🤖 AI Summary
Existing context compression methods—such as gist or memory tokens—often overlook the local inductive bias introduced by positional encoding, thereby impairing global dependency modeling. This work is the first to identify the critical impact of position ID design on compression performance and proposes a lightweight, layout-enhancement method that solely reorders position IDs—requiring no architectural modifications or changes to training objectives. By remapping positional encodings, the method explicitly models long-range dependencies between compressed tokens and the full context, synergistically integrating with gist/memory token architectures.

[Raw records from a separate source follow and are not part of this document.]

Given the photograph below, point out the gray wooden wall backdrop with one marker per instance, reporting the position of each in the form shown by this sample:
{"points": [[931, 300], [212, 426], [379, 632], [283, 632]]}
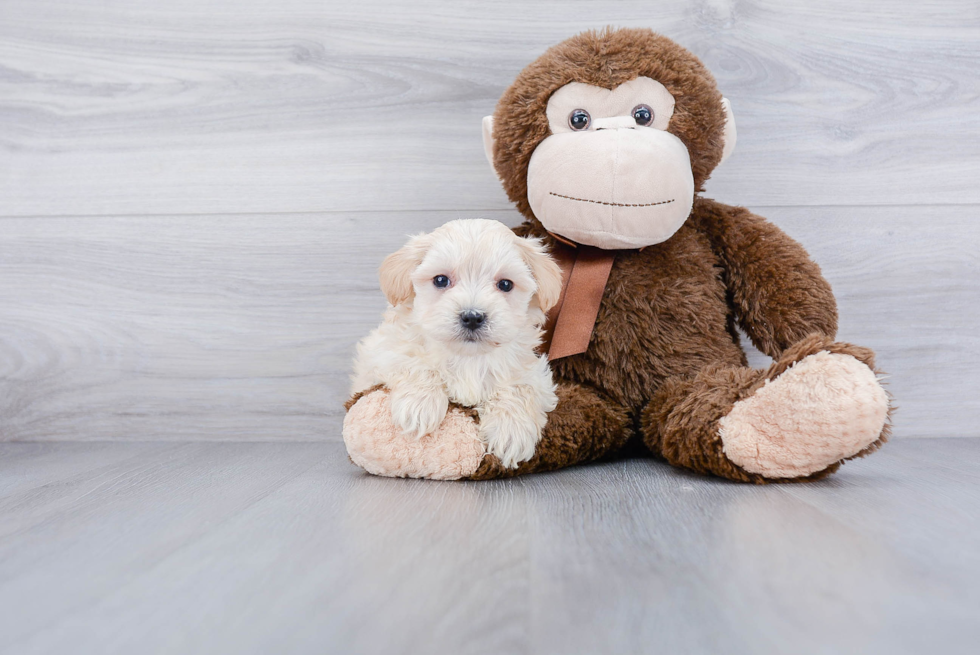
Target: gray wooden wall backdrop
{"points": [[195, 194]]}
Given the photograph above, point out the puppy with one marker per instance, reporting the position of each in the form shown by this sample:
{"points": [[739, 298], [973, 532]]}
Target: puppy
{"points": [[467, 304]]}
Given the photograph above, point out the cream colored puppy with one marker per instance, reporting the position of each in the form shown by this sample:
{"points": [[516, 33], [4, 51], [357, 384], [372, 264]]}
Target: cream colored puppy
{"points": [[467, 304]]}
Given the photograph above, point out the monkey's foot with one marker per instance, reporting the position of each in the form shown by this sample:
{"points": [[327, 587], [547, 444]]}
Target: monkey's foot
{"points": [[823, 408], [452, 451]]}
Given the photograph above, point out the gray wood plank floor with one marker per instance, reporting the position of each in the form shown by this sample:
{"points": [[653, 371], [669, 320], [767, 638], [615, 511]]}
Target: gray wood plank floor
{"points": [[219, 327], [137, 107], [288, 548]]}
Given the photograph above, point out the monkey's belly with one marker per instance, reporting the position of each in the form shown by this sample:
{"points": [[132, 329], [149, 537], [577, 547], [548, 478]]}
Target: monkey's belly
{"points": [[664, 314]]}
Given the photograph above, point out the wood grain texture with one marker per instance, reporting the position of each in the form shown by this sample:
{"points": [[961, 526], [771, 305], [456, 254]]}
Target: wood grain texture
{"points": [[133, 107], [243, 327], [258, 548]]}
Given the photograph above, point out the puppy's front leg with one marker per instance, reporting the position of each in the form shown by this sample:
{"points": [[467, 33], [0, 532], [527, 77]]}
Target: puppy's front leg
{"points": [[511, 423], [418, 402]]}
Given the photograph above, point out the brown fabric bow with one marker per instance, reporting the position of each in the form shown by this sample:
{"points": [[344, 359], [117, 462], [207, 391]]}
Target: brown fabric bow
{"points": [[585, 271]]}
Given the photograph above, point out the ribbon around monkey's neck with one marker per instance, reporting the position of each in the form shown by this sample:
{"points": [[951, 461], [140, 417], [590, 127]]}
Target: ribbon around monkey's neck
{"points": [[585, 271]]}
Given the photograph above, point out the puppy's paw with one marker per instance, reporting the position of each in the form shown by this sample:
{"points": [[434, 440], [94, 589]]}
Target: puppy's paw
{"points": [[512, 437], [417, 413]]}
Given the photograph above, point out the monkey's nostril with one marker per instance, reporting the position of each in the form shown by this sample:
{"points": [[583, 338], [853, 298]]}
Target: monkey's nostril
{"points": [[471, 319]]}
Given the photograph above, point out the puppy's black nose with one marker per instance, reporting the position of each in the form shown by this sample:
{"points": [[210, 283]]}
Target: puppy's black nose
{"points": [[472, 319]]}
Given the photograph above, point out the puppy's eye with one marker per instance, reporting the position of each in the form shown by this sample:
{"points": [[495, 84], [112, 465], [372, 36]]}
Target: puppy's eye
{"points": [[579, 120], [643, 115]]}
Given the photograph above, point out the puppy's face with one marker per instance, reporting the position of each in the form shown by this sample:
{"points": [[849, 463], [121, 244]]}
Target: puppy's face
{"points": [[472, 284]]}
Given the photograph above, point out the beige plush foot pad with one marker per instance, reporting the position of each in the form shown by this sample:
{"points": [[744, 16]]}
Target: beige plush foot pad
{"points": [[453, 451], [825, 408]]}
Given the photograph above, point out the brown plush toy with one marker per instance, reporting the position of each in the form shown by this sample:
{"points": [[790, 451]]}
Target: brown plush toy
{"points": [[604, 143]]}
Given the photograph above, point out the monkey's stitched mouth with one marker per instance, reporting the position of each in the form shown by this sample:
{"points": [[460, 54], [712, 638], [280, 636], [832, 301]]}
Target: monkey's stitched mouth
{"points": [[612, 204]]}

Empirically, it achieves an average ROUGE-1 F1 gain of 1.9 on cross-domain question answering and improves accuracy by 2.6% on vision-augmented LLMs for visual context compression. This work establishes a new paradigm for efficient, non-intrusive context compression.
📝 Abstract
Using special tokens (e.g., gist, memory, or compressed tokens) to compress context information is a common practice for large language models (LLMs). However, existing approaches often neglect that position encodings inherently induce local inductive biases in models, causing the compression process to ignore holistic contextual dependencies. We propose Enhanced Position Layout (EPL), a simple yet effective method that improves the context compression capability of LLMs by only adjusting position IDs, the numerical identifiers that specify token positions. EPL minimizes the distance between context tokens and their corresponding special tokens and at the same time maintains the sequence order in position IDs between context tokens, special tokens, and the subsequent tokens. Integrating EPL into our best performing context compression model results in 1.9 ROUGE-1 F1 improvement on out-of-domain question answering datasets in average. When extended to multimodal scenarios, EPL brings an average accuracy gain of 2.6 to vision compression LLMs.